Mesmo na Presidência da República, Bolsonaro tinha o hábito de fazer apostas e gostava de dar “dicas” para quem concorria aos prêmios da loteria. Em agosto deste ano, ele disse já ter gastado mais de R$ 14.000 em apostas da Mega-Sena em uma casa lotérica de Eldorado (SP), controlada por um sobrinho. Mas nem tudo são flores na vida do ex-presidente.

Recentemente, Jair Bolsonaro pagou multa de R$ 72 mil a Sindicato dos Jornalistas. “A Justiça entendeu que eu deveria ser condenado porque atentei, durante o meu mandato, contra a imagem e honra dos profissionais de imprensa”, disse Jair Bolsonaro.

O ex-presidente foi condenado definitivamente no último dia 19 por dano moral a jornalistas em uma ação movida pelo Sindicato dos Jornalistas Profissionais do Estado de São Paulo.

E o Pix?

A Procuradoria-Geral da República (PGR) pediu que o Supremo Tribunal Federal (STF) envie para a Polícia Federal (PF) representação que pede investigação sobre o recebimento de doações via Pix pelo ex-presidente Jair Bolsonaro. O objetivo é que a Polícia Federal – por meio da Coordenação de Inquéritos nos Tribunais Superiores – verifique se as informações contidas na representação proposta por senadores ao STF têm conexão com os fatos apurados no caso das milícias digitas, checando, inclusive, se os doadores já figuram como investigados no Inquérito 4874. A manifestação é assinada pelo subprocurador-geral da República Carlos Frederico Santos, coordenador do Grupo Estratégico de Combate aos Atos Antidemocráticos.

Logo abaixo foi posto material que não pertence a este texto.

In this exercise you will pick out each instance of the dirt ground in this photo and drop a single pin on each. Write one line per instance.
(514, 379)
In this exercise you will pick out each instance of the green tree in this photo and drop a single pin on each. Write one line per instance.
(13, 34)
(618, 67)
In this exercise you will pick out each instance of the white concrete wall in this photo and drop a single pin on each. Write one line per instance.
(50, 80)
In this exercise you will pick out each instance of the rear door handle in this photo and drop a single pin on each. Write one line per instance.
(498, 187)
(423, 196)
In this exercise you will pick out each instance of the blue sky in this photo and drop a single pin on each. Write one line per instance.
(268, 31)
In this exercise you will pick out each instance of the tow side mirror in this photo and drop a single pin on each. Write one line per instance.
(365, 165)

O caso trata do recebimento, por Jair Bolsonaro, de R$ 17 milhões em doações feitas via Pix entre janeiro e julho de 2023. Relatório do Conselho de Controle de Atividades Financeiras (Coaf) aponta movimentações atípicas nas contas do ex-presidente, com 769 mil transações realizadas durante o período. Os depósitos seriam resultado de campanha de arrecadação nas redes sociais, mas os senadores autores da representação apontam possível conduta ilegal e pedem uma série de providências.